I didn't set the SATA controller to AHCI mode during setup and left it at IDE mode, would switching to AHCI mode now require a reinstall?

December 7, 2012 | 03:10 PM - Posted by Ryan Shrout

Let me point you to our MOST POPULAR forums thread ever:

December 7, 2012 | 03:13 PM - Posted by Chris M (not verified)

No it doesn't but you do have to go through some steps before you make the switch over.

Those are the instructions I ended up using when I had to do it.

December 8, 2012 | 05:49 PM - Posted by KTL

Thanks for the information (to both), I was able to switch to AHCI from IDE and W7 home premium was able to boot up properly, recognize the drives (HDD & ODD), install the drivers, and restart.

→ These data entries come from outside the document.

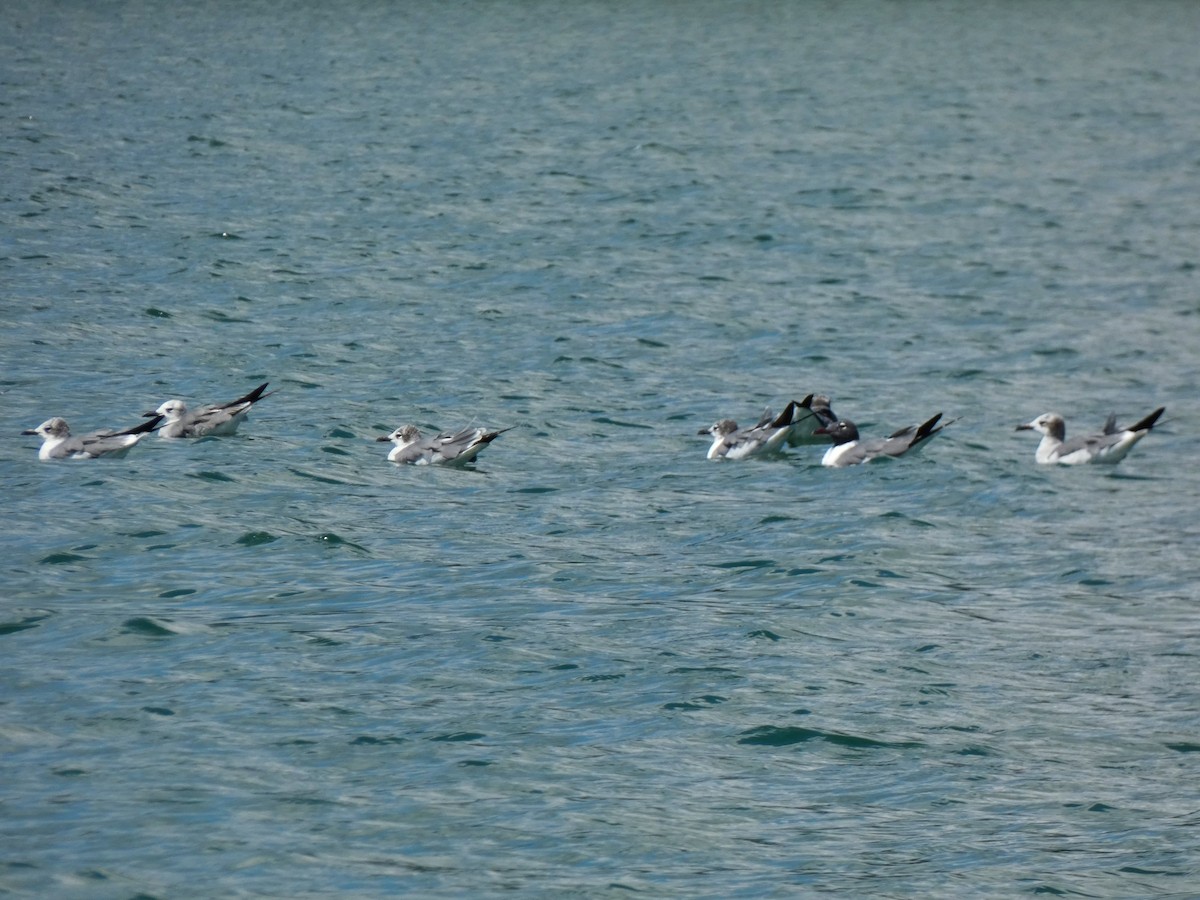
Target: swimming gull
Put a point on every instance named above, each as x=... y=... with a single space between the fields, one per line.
x=850 y=450
x=811 y=413
x=58 y=443
x=213 y=419
x=1109 y=447
x=445 y=449
x=767 y=436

December 7, 2012 | 08:36 PM - Posted by allen (not verified)

Where's the linux love?

December 8, 2012 | 01:43 AM - Posted by Jason Nevins (not verified)

Hope you mention the gory codecs details next.. i've been using Shark007's set which has been awesome so hopefully that's still the way to go? then of course you have to have then your HDMI with audio via AMD video card. Then you have your Steam Big Picture Mode and you're SET.

December 8, 2012 | 10:27 AM - Posted by Chris Barbere

Hmm, what kind of codec issues are you running into?  There's only thing I install to get MKV's working, otherwise I just run with what's out of the box.  99% of what we watch video wise is avi, mpg or mkv.

December 8, 2012 | 12:57 PM - Posted by Anonymous (not verified)

I see you covered making sure your system time stays up to date. That's pretty darn important when you are recording TV shows on a set schedule. For my HTPC I don't rely on Windows to get it right so I use a 3rd party app that syncs every hour.